In 1987-88, the Iraqi government sprayed scores of Kurdish villages with a combination of chemical weapons. Jacoby writes, "Scores of thousands of Kurds died horrible deaths. Of those who survived, many were left blind or sterile or crippled with agonizing lung damage. But most of the Kurds slaughtered in that season of mass murder were not gassed but rounded up and gunned down into mass graves. . . . In one village . . . after the males were taken to be killed, the women and small children were crammed into trucks and taken to a prison. One survivor, Salma Aziz Baban, described the ordeal to journalist Jeffrey Goldberg . . . in the New Yorker: . . . More than 2,000 women and children were crammed into a room and given nothing to eat.
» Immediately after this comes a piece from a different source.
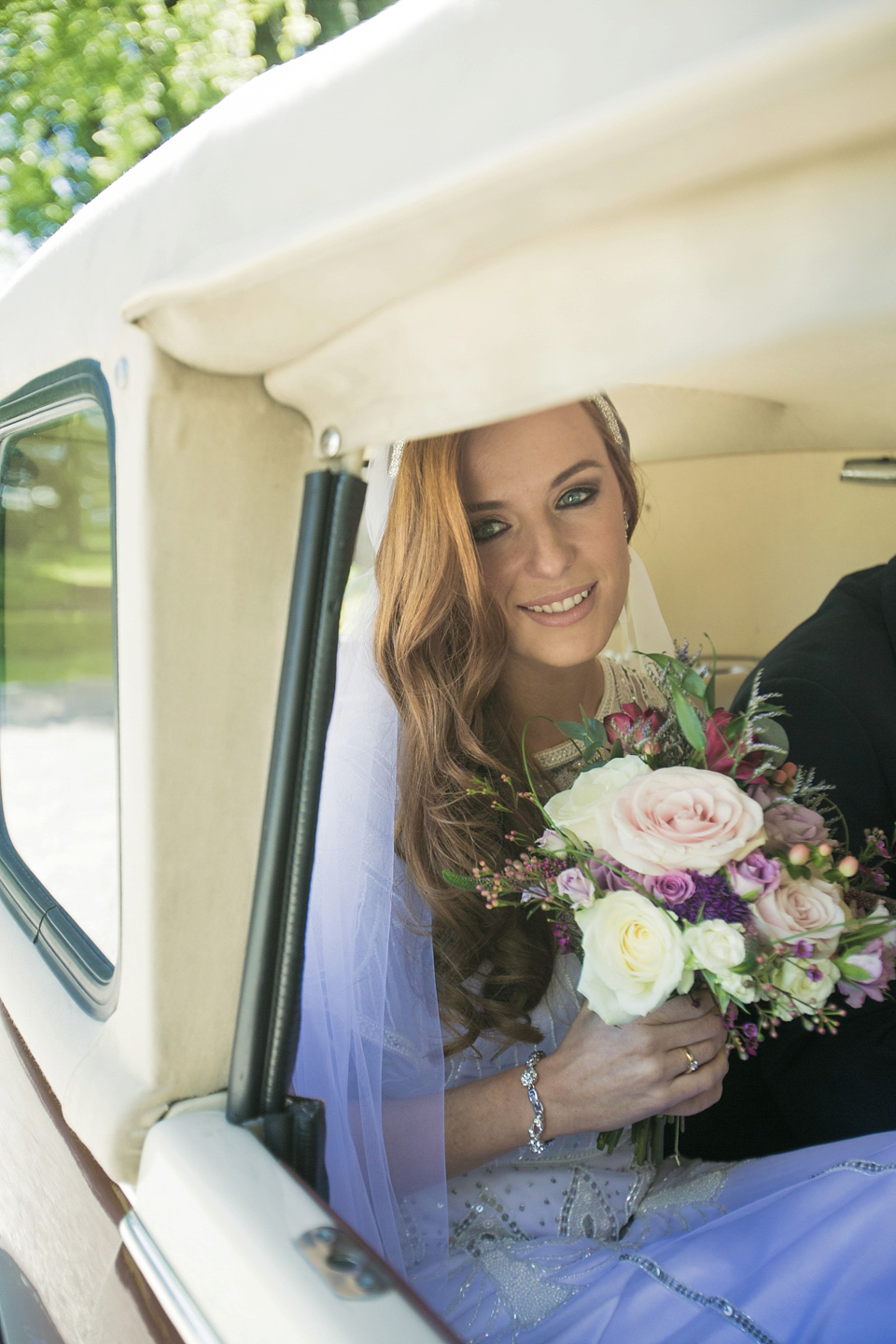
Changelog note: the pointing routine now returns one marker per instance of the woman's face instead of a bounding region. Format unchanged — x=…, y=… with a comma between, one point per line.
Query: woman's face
x=546, y=513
When someone starved to death, the Iraqi guards demanded that the body be passed to them through a window in the door. Baban's 6-year-old son grew very sick. 'He knew he was dying. . . . He started to cry so much.' He died in his mother's lap. 'We gave them the body. It was passed outside.' . . . Soon after, she pushed her way to the window to see if her child had been taken for burial. She saw 20 dogs roaming in a field where the dead bodies had been dumped. 'I looked outside and saw the legs and hands of my son in the mouths of the dogs. The dogs were eating my son.'"
Yet, at the anti-war march in London, the protestors never heard any of these voices. "Abdel-Majid Khoi," said the National Post, "son of the late Grand Ayatollah Khoi, Iraq's foremost religious leader for almost 40 years, spoke of the 'deep moral pain' he feels when hearing the so-called 'anti-war' discourse. 'The Iraqi nation is like a man who is kept captive and tortured by a gang of thugs,' Khoi said. 'The proper moral position is to fly to help that man liberate himself and bring the torturers to book. But what we witness in the West is the opposite: support for the torturers and total contempt for the victim.'"
But, then, as Rev. Jesse Jackson put it, "It's not about Saddam Hussein."